Nectar is about a 30-minute drive from downtown Philly, where we eventually end up in a town that sort of feels like the Hamptons in New York. Dotted with small strip malls along the road and some, like this restaurant, are large freestanding places.
When you enter the heavy doors of Nectar, you would encounter a soaring, dramatic space designed by David Rockwell that is centered by a huge Buddha tapestry and a U-shaped sushi counter that are packed with a mix of affluent locals and a few tables who are here for the splurge dinner. But beneath Nectar’s gloss is creative cooking from Executive Chef Patrick Feury. Seasonal drinks and dishes additions spark interest on the menu, which spans straightforward Asian, sushi, New American, and fusions of all three. Despite of the eyebrows this would raise since there’s so much on the menu, Chef Feury and his crew masterfully handles and executes the food this very well.

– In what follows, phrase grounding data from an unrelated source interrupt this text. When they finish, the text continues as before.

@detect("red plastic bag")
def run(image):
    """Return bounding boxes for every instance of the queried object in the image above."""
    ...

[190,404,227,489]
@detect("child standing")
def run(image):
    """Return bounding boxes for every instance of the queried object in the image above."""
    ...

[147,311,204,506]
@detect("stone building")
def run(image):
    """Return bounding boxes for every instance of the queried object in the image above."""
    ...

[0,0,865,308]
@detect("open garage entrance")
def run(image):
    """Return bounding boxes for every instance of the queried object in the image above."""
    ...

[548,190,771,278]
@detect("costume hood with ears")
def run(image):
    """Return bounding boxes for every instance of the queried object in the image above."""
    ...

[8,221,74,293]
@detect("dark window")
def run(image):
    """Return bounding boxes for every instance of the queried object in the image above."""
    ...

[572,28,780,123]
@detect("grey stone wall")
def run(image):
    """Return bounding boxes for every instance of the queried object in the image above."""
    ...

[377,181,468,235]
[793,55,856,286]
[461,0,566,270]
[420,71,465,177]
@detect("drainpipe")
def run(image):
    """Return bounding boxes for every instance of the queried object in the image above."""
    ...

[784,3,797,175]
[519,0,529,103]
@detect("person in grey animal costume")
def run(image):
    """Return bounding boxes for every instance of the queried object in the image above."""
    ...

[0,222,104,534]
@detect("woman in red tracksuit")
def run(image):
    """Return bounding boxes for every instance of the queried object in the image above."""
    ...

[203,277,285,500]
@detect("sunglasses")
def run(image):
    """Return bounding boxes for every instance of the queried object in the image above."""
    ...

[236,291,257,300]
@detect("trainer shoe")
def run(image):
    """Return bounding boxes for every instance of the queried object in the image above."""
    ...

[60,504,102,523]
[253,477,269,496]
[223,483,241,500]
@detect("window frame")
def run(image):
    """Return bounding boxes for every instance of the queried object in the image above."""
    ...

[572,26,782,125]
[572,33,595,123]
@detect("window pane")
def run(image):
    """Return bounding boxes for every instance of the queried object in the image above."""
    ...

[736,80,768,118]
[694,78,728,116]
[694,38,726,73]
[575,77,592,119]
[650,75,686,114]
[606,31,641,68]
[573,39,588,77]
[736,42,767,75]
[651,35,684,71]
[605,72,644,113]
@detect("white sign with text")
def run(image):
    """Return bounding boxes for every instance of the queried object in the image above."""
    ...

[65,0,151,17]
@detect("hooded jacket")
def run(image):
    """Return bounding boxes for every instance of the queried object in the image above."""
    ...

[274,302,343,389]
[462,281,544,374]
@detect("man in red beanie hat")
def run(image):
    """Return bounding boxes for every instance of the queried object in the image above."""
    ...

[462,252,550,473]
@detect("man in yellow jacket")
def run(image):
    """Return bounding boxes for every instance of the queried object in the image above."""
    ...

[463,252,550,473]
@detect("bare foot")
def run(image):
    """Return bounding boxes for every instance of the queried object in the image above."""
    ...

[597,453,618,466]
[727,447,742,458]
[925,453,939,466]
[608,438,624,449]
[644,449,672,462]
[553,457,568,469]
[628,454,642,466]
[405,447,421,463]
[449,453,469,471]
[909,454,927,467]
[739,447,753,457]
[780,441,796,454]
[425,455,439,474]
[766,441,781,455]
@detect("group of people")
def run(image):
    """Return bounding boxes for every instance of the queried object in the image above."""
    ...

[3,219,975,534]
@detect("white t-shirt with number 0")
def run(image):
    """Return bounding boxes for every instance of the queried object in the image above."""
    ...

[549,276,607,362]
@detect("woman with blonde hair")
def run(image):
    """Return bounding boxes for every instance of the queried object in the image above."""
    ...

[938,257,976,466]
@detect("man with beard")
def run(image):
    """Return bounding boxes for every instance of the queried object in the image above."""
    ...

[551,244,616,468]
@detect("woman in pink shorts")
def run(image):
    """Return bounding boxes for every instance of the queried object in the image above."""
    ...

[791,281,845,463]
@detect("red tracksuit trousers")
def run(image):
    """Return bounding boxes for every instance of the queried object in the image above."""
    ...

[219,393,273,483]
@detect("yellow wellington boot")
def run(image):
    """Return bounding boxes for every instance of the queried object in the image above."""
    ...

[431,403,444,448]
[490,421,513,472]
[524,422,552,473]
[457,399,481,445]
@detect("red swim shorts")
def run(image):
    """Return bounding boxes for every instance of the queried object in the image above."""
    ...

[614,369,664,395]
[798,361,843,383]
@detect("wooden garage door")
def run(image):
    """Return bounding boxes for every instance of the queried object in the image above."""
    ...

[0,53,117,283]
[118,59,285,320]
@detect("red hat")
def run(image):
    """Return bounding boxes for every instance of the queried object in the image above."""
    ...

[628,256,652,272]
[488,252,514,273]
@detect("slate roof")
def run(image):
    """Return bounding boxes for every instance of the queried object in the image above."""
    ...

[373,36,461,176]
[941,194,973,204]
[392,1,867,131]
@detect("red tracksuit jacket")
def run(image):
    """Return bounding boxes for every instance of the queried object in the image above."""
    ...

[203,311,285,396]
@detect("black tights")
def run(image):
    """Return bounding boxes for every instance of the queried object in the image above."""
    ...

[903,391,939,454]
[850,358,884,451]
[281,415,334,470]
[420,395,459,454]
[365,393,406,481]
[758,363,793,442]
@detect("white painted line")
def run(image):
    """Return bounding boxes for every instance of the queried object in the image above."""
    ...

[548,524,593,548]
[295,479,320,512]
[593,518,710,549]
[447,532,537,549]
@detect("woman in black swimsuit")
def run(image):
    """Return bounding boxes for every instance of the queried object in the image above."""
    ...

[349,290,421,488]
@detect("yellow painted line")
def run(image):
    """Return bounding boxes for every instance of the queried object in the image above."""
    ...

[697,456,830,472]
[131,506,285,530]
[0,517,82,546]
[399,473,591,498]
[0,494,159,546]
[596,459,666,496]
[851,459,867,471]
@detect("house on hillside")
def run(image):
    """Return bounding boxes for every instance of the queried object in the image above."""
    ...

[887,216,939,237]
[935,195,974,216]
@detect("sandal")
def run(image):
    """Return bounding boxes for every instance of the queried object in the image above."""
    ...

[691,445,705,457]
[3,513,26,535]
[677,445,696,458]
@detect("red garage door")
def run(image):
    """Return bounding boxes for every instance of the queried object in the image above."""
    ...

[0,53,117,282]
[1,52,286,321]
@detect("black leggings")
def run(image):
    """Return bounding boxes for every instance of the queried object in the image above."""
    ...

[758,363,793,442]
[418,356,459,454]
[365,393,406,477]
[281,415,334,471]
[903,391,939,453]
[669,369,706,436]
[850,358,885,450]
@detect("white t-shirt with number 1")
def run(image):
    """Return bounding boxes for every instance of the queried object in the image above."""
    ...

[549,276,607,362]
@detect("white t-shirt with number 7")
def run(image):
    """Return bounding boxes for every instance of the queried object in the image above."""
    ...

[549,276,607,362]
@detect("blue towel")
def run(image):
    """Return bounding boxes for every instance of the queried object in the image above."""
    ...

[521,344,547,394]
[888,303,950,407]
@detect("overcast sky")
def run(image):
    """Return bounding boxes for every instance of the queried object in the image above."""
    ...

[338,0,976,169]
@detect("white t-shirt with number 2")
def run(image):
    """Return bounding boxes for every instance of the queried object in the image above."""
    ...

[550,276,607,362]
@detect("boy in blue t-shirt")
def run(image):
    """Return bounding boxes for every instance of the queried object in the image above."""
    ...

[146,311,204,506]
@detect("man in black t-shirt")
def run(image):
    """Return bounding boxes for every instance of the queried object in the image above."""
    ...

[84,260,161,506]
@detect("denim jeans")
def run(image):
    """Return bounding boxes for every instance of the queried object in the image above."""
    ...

We ordered drinks of a clean, crisp, light bodied Hitachino Nest White Ale ($12) that has notes of wheat-y malts and spicy pepper and citrus. The sweet and fruity Bangkok Mango Martini ($9.95) that is easy to like, and my slightly effervescent, red berry-centered cocktail Hibiscus Bliss ($11.95).
Not too long after our receiving our drinks, Chef Feury greeted us with an amuse bouche of Wagyu beef with black truffle risotto and black truffle emulsion. The truffle scent was prominent and the black truffle flavors from the risotto and emulsion did deliver and it does accompany the supple chunk of Wagyu beef wonderfully.
Since we ordered a couple of different of sushi items, we were bestowed with an enormous platter of sushi and sashimi that caught neighboring table’s attention. The Sushi Deluxe Entrée ($34) consisted of sea urchin (uni) gunkanmaki, salmon roe gunkanmaki; tuna, salmon, yellowtail, and shrimp nigiris, house tea smoked salmon sashimi, trio of uni ($8 each) set in partially hollowed cucumber, three sashimi slices of bluefin toro ($13 each), and rolls of Chilled no rice sushi roll, tuna, salmon, striped bass, avocado, cucumber ($15). All of these offerings were very fresh and tasted delicious, especially the silky bluefin toro with the yuzu soy sauce.
While I do appreciate the idea of a no-rice sushi roll, it’s too clunky and large to eat. It’s hard to keep the fish inside the thick, rolled cucumber strips since there is nothing to keep it together and it’s too large to eat in one bite (it’s more of a two to three bite kind of affair).
We ordered from their seasonal specials menu and had wok soft shell crabs with lemongrass, tamarind, thai basil, organic chilies ($29, seasonal special) that was superbly fried. Not too greasy, the breading was thin and delicately crisp and we liked the sweet, sour, and slightly spicy flavors of the sauce.
The other seasonal dish we had was the Grilled Pineland Farms Natural ribeye with Birch Run Hills Farm Equinox cheese, winter black truffle, potato gratin, cipollini onions and roasted fresh shiitake mushrooms ($38). The steak was nicely pink for the requested medium-rare temperature and it was super tender. The gravy-like sauce has a touch of black truffle and worked with the minerally steak and the cheese potato gratin and other accompaniments were great together.
The chef surprised us by sending us a bowl of shrimp Pad Thai ($18), which is a ballsy move considering our table is all Asian and we’re skeptical of having a non-Asian person serving us a Thai noodle dish. For sure, Chef Feury and his crew proved us wrong by having a well-executed dish. The noodles does have the essence of “breath of the wok,” or wok hay in Cantonese, in that dish along the fact the noodles were not overcooked, dry and flavorful, topped with crushed roasted peanuts. The large shrimp that topped the dish were still subtly crunchy, firm and juicy.
Heading toward dessert, I had a double espresso ($5) since it was a long day of exploring (and eating) and my two companions had cups of coffee ($2.50 each) to go with our desserts.
Their coconut panna cotta, passion fruit sorbet, coconut meringue, lychee pearls, passion fruit carrot sauce, carrot powder ($9) was beautifully plated and appropriate for summer. Bright, tart flavors of passion fruit and almost equally potent nutty coconut flavors paired together with the pops of lychee pearls. Not too sweet and my companions wanted to take a larger share of this dessert, despite of how full they felt.
The praline parfait, black sesame financier, sesame shortbread, chocolate sauce, crème fraîche ($9) was delicious as well. The nutty, almost chocolate-y praline parfait paired wonderfully with the nutty, buttery financier and shortbread.
If you manage are around Philly and have a car or cab that can take you outside for a bit, this is worth the trek. The food and drinks are great. Service is professional yet friendly. The atmosphere besides of it being glamorous with an Asian bent, it does feel comfortable with plush seating.